Obama poised for four more years of limited room for manoeuvre
Obama’s meagre sum of achievements in office and the poor state of the economy was always going to make it difficult for him to run for re-election on his record. His decision to conduct such a relentlessly negative campaign sits uncomfortably, however, with the president’s promise to take his country beyond its political, ethnic and social divisions.
In the speech to the 2004 Democratic convention that launched his national career, Obama denounced “those who are preparing to divide us, the spin masters and negative ad peddlers who embrace the politics of anything goes”. Eight years later, the president of hope and change is running an ad in Ohio with the tagline “Mitt Romney. Not one of us”, echoing a slogan that has long been used as a racial code in US politics.

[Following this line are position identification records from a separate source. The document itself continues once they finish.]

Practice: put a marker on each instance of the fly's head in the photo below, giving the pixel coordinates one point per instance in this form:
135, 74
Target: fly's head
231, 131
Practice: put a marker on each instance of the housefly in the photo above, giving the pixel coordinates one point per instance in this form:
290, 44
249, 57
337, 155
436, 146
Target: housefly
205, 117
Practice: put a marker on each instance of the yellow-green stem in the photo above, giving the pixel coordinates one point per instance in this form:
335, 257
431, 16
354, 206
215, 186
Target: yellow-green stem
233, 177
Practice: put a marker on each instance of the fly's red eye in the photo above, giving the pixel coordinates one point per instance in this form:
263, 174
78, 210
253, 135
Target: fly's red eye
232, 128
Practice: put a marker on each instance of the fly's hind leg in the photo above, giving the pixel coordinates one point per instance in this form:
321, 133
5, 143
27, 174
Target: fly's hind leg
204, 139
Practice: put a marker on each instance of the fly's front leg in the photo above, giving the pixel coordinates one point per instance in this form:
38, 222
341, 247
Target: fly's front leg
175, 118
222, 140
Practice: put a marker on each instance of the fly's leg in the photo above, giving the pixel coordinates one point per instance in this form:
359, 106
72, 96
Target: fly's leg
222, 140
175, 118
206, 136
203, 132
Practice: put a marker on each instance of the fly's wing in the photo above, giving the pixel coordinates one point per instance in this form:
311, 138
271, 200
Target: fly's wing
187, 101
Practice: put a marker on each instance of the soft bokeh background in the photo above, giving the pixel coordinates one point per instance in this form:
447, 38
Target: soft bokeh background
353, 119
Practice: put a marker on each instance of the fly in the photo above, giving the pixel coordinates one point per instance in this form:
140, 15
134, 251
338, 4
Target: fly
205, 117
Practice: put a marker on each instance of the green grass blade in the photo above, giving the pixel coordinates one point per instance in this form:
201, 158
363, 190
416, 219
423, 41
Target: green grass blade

Obama’s negative campaign is not just distasteful, it could also make governing in a second term even more problematic than in the first. All polls suggest that the Republicans will retain control of the House of Representatives, even if they fail to wrest the Senate majority from the Democrats.
Congressional Republicans were unco-operative with Obama from the start but the president must share the blame for his failure to work successfully with them. Bob Woodward’s recent book The Price of Politics catalogues Obama’s miscalculations and insensitivities as he sought to reach a deal with Congress over the federal debt last year.
The two sides avoided a government shutdown by postponing the “fiscal cliff” – a massive reduction in the budget deficit through a combination of spending cuts and tax revenues – until the beginning of 2013. If the two sides fail to agree a budget-cutting package, cuts totalling $110 billion a year will be imposed for the next 10 years, evenly divided between defence and non-defence discretionary spending.
Obama is confident that, if he wins next Tuesday, he will be able to agree with Republicans a $4 trillion “Grand Bargain” of spending cuts, tax reforms, changes to entitlement programmes for seniors and tax increases on the wealthiest Americans.
“It will probably be messy,” he told the Des Moines Register last month. “It won’t be pleasant. But I am absolutely confident that we can get what is the equivalent of the grand bargain that I’ve been offering to the Republicans for a very long time.”
Given that no congressional Republican has voted for a tax increase for more than 20 years and the strength of the anti-tax Tea Party movement among party activists, it is difficult to share the president’s optimism about the prospects for a deal. If Congress refuses to legislate for an end to George W Bush’s tax cuts for the wealthy, Obama and his Democratic allies can simply allow them to expire. That would solve most of the budget problem but would almost certainly poison the atmosphere in Washington even further.